A Talk on the Wild Side.
Lions in the African landscape. Photo by USFWS
For decades, hunting has been an important tool for U.S. wildlife managers, helping to protect and restore dozens of native wildlife populations from elk to ducks, mule deer to wild turkeys. American hunters make up the largest proportion of people who hunt overseas, placing our nation in a key role to support science-based, well-managed hunting programs abroad.
Last year, the Fish and Wildlife Service acted to protect all lions under the Endangered Species Act (ESA) while acknowledging that sport hunting could play a significant role in their conservation. The import of lion trophies taken in South Africa during permitted hunts from wild and wild-managed lion populations was approved. These are lions that roam in a limited number of national parks or on reserves designated by South Africa’s wildlife management authorities.
Today, we’re announcing the continuation of our previous approval. The import of trophies taken from South African wild and wild-managed lion populations supports a science-based conservation program. However, until additional information becomes available, the Service is unable to authorize the import of captive lion trophies from South Africa. These findings will remain in place through the 2019 hunting seasons unless information is received that causes us to reconsider.
Our nation has an obligation under the ESA to make sure U.S. hunters are contributing to the conservation of lions in the wild by participating in hunting programs that provide a clear conservation benefit and contribute to the long-term survival of the species in the wild. These decisions meet our obligation under the ESA while assisting in building and sustaining community support for lion conservation and helping combat poaching and illegal trade in South Africa.
The Service worked closely with South Africa’s Ministry of Environmental Affairs during the past year to gather and analyze information about management of both wild and captive populations. Based on the information provided, we’ve concluded that issuing an import permit for legally hunted lions from a wild or wild-managed population in South Africa would have positive benefits, both direct and indirect, on the long-term survival of the species.
South Africa’s hunting program focuses on taking only those lions that are old enough to have already successfully bred and raised several litters of cubs. This level of take is conservative and based on scientific recommendations of sustainable take of lions to ensure the continued presence of lions within South Africa.

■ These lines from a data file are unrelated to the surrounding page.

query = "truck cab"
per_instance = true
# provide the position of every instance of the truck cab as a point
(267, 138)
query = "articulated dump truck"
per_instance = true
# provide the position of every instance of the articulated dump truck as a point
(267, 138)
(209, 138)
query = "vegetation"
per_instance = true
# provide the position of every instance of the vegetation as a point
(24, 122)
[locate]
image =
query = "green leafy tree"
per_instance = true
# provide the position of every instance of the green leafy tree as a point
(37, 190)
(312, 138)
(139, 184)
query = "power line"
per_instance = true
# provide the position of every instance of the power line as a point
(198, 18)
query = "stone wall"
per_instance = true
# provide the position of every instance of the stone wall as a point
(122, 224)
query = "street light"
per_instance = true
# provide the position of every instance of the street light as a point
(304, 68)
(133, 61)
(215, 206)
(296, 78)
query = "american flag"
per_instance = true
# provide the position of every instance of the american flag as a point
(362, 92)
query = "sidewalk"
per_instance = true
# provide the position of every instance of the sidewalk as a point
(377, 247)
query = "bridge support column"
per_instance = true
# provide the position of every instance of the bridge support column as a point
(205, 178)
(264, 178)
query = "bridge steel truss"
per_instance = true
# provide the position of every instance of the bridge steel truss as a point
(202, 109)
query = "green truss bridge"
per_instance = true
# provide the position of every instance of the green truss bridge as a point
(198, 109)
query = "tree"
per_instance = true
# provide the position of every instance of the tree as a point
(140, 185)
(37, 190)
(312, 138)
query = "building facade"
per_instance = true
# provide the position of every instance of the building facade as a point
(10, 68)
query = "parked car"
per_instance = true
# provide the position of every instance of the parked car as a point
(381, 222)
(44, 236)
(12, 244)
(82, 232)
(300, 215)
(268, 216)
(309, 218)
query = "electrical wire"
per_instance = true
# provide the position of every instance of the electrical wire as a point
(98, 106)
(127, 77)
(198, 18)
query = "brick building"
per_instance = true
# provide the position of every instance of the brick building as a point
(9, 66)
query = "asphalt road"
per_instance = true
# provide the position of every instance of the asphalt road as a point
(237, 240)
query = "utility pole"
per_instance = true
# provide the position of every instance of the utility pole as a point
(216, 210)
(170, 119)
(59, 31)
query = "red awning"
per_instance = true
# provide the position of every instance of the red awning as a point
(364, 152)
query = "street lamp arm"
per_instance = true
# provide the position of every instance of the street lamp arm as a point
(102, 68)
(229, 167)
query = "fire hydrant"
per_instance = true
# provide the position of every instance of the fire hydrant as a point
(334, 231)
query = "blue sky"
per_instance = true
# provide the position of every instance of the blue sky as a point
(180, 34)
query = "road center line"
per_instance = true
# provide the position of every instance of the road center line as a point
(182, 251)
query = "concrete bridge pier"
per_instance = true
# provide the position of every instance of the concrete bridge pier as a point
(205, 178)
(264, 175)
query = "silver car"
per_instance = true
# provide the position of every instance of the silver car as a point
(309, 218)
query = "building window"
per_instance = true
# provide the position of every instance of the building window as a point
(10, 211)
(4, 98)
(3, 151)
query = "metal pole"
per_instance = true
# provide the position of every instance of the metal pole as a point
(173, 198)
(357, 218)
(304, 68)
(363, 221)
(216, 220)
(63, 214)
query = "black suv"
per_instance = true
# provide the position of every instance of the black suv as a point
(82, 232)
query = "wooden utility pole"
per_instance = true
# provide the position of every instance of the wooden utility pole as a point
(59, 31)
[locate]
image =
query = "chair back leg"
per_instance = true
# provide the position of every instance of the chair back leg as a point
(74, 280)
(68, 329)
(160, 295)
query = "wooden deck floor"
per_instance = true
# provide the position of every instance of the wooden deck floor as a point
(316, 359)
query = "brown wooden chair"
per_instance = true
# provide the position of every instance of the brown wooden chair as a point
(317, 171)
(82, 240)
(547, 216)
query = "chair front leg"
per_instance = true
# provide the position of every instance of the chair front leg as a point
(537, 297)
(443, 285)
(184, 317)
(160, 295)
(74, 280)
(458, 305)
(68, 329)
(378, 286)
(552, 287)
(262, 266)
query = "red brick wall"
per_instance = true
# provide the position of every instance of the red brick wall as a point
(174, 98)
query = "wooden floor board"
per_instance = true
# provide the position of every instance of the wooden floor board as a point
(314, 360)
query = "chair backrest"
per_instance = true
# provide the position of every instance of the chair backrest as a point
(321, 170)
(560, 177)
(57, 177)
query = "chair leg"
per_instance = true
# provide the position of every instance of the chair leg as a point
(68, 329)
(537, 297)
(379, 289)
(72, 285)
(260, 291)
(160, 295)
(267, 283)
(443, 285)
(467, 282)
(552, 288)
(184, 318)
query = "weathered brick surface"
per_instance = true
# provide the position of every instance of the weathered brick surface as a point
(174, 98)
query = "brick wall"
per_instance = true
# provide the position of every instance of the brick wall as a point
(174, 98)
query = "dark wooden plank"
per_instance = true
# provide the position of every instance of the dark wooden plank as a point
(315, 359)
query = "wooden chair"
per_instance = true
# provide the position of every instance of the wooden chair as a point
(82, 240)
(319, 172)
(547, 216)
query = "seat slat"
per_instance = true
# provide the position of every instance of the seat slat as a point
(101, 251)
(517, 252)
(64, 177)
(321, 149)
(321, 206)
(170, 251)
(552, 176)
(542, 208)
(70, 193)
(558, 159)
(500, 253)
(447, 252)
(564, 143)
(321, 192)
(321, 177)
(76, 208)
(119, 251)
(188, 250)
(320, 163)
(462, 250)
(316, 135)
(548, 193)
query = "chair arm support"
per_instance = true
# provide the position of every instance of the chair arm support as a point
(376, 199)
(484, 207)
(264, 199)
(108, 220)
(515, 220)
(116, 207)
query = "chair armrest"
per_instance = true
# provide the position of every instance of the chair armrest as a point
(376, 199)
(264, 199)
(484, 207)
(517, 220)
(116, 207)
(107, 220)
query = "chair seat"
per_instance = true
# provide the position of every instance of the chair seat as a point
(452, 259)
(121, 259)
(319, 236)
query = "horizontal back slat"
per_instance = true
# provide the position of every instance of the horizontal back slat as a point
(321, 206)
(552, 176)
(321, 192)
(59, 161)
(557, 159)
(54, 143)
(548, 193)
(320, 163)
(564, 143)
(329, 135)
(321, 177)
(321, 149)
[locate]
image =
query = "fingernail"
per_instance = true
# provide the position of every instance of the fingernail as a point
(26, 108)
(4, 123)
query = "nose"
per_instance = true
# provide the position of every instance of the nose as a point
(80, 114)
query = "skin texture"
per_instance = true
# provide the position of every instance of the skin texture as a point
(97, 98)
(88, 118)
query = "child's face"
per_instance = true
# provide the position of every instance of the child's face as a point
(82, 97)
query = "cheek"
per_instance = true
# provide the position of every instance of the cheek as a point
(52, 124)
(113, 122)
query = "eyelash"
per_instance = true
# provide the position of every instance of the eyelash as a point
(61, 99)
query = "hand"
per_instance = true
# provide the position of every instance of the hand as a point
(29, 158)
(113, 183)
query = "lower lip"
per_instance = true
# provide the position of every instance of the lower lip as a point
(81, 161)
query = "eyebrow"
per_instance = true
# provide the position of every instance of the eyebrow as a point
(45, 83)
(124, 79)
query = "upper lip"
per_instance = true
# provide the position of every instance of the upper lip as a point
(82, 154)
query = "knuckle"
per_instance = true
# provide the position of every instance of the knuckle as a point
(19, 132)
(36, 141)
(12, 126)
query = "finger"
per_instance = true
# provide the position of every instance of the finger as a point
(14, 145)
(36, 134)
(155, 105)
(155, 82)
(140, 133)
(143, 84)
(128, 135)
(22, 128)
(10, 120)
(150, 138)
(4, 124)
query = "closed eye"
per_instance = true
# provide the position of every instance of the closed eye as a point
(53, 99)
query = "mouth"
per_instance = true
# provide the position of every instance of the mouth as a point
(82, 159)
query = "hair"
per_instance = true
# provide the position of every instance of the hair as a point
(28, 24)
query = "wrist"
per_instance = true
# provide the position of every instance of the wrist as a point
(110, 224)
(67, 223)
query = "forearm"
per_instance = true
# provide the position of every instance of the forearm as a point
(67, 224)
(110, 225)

In the case of lions taken from captive populations, that burden of proof has not been met. Captive-bred lions are managed for financial gain, with genetics and population demographics manipulated for this purpose. This could compromise genetic integrity and provenance and therefore make these lions not suitable for reintroduction purposes. The South African Ministry of Environmental Affairs has limited control over the management and harvest of these animals on private lands. We have yet to receive specific information about the hunting of captive lions in South Africa demonstrating a benefit from these activities to the long-term survival of the species in the wild.
We will continue working on multiple levels with our partners to protect lions and address the threats they face. This includes efforts to reduce livestock depredation and to prevent illegal killing of lions while supporting tourism and other economic activities involving wild and wild-managed lions. We’re also working with international law enforcement partners to investigate, arrest and prosecute poachers and traffickers.
We will keep engaging and working with our international counterparts to evaluate and assess sport-hunting programs. This will help ensure that American hunters continue to find opportunities to contribute to conservation and support local communities through legal, science-based, well-managed hunting programs, such as those currently in place for wild and wild-managed lions in South Africa.